O impasse na Ilha Grande

A resistência à medida não se limita apenas ao custo financeiro imposto ao turista, mas à forma como a política foi desenhada e executada. Representantes do setor hoteleiro e moradores alegam que a prefeitura ignorou o diálogo necessário, impondo uma barreira de entrada que, segundo eles, pode afugentar visitantes e prejudicar a economia local. O clima de descontentamento atingiu seu ápice com o incêndio criminoso de totens de cobrança na Vila do Abraão, um sinal claro de que a legitimidade da taxa é contestada na base pela própria comunidade que deveria ser beneficiada pelos recursos arrecadados.

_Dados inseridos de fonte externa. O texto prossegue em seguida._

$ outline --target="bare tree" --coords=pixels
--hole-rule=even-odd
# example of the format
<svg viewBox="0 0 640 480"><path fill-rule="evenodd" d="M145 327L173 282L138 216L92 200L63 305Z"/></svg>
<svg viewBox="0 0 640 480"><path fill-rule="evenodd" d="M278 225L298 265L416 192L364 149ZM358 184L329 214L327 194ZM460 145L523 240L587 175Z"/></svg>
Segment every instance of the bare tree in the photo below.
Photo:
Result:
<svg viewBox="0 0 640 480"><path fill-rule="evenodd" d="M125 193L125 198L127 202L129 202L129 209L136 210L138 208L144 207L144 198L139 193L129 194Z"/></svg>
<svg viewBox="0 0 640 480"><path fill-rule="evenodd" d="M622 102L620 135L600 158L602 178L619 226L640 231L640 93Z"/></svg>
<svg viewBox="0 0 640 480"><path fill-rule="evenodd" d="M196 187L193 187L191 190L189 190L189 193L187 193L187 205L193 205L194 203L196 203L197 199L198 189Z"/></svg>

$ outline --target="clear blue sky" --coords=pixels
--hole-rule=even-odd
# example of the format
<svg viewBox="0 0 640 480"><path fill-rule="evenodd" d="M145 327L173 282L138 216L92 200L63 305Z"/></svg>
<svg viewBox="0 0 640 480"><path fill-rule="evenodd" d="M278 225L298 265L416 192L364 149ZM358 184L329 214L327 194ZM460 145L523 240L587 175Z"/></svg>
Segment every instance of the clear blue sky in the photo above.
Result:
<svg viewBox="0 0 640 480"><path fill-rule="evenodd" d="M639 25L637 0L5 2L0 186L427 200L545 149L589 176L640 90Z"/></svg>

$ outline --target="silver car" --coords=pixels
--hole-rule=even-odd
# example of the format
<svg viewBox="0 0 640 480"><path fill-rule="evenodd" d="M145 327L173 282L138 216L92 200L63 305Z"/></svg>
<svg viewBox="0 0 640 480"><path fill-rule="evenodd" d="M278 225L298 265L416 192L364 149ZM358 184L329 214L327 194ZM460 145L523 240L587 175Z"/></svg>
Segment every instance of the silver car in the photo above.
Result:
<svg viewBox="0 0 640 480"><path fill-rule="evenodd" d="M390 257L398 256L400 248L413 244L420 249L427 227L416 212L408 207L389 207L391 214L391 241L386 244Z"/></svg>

Questionamentos sobre a gestão

O cenário ganha complexidade com a intervenção do Tribunal de Contas do Estado do Rio de Janeiro (TCE-RJ). O órgão deu um prazo de cinco dias para que a TurisAngra preste esclarecimentos sobre o contrato firmado com a fintech Cashpago. O ponto central da investigação é a ausência de um processo licitatório formal, substituído por uma consulta informal que culminou na escolha da empresa. A fintech, que reterá 12% de todas as transações, torna-se agora o pivô de uma crise que questiona a governança e o uso de recursos públicos na gestão do turismo municipal.

Tensões setoriais e regulatórias

A contratação direta levanta alertas sobre a transparência no setor público, especialmente em projetos que envolvem grandes volumes de transações financeiras com o setor privado. A dependência de uma única empresa para gerir a arrecadação, somada à falta de um processo competitivo, cria um ambiente de insegurança jurídica que pode comprometer a sustentabilidade da própria política. Para os stakeholders, a situação exige uma revisão urgente dos processos de governança antes que o dano à imagem do destino se torne irreversível.

O futuro da arrecadação

As perguntas que permanecem sem resposta giram em torno da viabilidade da taxa diante da pressão popular e da auditoria do TCE-RJ. Se o contrato for anulado ou modificado, a prefeitura terá que reavaliar não apenas a logística da cobrança, mas a própria estratégia de financiamento das atividades de proteção ambiental e infraestrutura. O desfecho desta disputa será um teste para a capacidade de gestão da prefeitura em conciliar interesses econômicos e preservação ambiental sob escrutínio público.

A crise em Angra dos Reis é um exemplo clássico de como a falta de consenso em políticas públicas pode paralisar a inovação administrativa, transformando uma iniciativa de sustentabilidade em um foco de instabilidade política e jurídica.